Bailey et al. studied scheduling for power constrained
systems [2]; however, their approach is only applied in an offline mode as it lacked the capability to switch from CPU to GPU or vice-versa during run-time. In this work, we propose a dynamic scheduler that takes the run-time conditions in to account for efficient scheduling. In particular, the main contributions of this work are as follows.

- We use infrared imaging techniques to elucidate the impact of scheduling decisions on the thermal and power profiles of CPU+GPU processors.
- We identify some of the challenges and opportunities in scheduling on CPU+GPU processors. In particular, we show that the best scheduling device on these processors not only depends on the kernel characteristics but also depends on the system run-time conditions such as power cap and number of available CPU cores.
- We propose a machine learning based scheduling framework for CPU+GPU processors that makes the device selection decision to minimize runtime or energy by taking both kernel characteristics and run-time system conditions (e.g., processor power cap and number of available CPU cores) into account.

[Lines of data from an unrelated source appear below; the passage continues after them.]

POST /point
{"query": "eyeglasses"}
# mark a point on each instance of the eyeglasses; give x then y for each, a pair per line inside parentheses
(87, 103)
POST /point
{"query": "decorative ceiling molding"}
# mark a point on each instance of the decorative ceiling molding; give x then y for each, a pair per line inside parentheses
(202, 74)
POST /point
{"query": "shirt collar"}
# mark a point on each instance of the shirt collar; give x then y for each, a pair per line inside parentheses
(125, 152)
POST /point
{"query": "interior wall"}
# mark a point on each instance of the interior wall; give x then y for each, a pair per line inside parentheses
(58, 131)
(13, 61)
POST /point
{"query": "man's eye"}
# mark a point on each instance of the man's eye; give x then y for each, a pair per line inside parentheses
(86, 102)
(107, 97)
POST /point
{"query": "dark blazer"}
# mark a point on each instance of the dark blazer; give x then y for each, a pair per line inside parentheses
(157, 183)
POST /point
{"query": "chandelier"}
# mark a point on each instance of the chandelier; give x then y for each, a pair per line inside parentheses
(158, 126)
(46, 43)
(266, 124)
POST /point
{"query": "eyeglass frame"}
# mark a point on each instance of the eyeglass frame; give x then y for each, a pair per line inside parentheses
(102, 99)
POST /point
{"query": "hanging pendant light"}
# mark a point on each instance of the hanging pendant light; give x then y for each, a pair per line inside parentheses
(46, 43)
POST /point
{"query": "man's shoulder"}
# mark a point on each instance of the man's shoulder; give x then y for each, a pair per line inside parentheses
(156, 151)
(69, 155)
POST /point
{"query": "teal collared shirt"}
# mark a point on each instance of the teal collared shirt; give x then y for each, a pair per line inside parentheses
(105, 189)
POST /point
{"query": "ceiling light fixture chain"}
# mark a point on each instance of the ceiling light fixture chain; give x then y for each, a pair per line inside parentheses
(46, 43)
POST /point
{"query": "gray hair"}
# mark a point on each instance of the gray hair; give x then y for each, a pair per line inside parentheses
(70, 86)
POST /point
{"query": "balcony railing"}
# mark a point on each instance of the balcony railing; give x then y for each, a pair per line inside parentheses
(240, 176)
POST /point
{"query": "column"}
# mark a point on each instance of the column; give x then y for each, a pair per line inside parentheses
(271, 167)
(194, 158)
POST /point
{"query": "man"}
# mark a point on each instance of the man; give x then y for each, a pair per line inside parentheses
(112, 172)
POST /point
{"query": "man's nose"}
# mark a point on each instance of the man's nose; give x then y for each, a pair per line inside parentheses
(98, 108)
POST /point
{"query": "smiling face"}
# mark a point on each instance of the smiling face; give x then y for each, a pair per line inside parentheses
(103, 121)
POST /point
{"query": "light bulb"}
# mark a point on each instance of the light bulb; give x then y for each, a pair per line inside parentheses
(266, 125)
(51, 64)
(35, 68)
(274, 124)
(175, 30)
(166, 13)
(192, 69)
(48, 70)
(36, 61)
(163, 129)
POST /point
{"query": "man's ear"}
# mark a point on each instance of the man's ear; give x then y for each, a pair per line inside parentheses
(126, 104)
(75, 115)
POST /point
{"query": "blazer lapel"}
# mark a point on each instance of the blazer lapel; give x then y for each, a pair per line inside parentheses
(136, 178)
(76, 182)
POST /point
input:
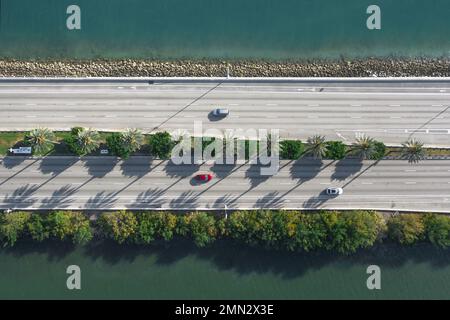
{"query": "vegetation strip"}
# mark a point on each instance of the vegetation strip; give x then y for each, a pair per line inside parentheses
(342, 232)
(82, 141)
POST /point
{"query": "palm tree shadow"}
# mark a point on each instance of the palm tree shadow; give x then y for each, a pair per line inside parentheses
(306, 169)
(101, 200)
(151, 198)
(187, 200)
(98, 167)
(136, 166)
(180, 171)
(253, 174)
(11, 162)
(22, 196)
(55, 165)
(346, 168)
(225, 200)
(58, 199)
(270, 201)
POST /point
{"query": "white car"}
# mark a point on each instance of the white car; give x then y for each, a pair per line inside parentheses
(334, 191)
(220, 112)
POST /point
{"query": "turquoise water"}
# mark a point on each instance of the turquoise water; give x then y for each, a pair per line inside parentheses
(181, 271)
(231, 29)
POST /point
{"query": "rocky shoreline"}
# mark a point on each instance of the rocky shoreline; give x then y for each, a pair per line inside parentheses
(389, 67)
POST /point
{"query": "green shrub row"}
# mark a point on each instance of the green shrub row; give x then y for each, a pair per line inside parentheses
(62, 225)
(343, 232)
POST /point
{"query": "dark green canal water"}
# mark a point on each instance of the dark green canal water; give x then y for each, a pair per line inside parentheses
(232, 29)
(222, 272)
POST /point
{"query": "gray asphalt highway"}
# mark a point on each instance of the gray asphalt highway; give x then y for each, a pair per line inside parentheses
(140, 182)
(391, 112)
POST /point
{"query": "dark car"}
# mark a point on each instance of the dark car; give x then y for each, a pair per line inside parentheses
(204, 177)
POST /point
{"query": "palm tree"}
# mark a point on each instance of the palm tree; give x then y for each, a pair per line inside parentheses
(413, 151)
(317, 146)
(41, 140)
(364, 147)
(133, 139)
(88, 140)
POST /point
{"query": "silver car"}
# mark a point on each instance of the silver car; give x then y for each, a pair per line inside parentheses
(334, 191)
(220, 112)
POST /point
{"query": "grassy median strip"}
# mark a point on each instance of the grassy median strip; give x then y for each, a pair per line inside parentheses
(82, 141)
(342, 232)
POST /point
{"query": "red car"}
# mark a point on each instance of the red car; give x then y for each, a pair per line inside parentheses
(204, 177)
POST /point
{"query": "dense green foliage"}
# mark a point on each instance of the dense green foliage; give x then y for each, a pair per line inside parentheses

In contrast to previous works [2, 19], which focus only on runtime minimization, our scheduler could provide better scheduling for both runtime or energy, depending on the user preference.
- We implemented and tested our scheduler on a real state-of-the-art CPU+GPU processor-based system using OpenCL benchmarks. For the studied benchmarks, we show that the proposed power-aware dynamic scheduler provides up to 31% better performance than the state-of-the-art scheduling schemes. Further, our scheduler provides up to 10% higher energy savings than the developer-based energy minimization scheduling choice.

The rest of the paper is organized as follows. We discuss the challenges and opportunities for scheduling on CPU+GPU processors in section 2. In section 3, we describe the proposed scheduling framework for efficient mapping of kernels on CPU+GPU processors. The experimental setup and the scheduling results are presented in section 4 and Section 5 concludes the paper.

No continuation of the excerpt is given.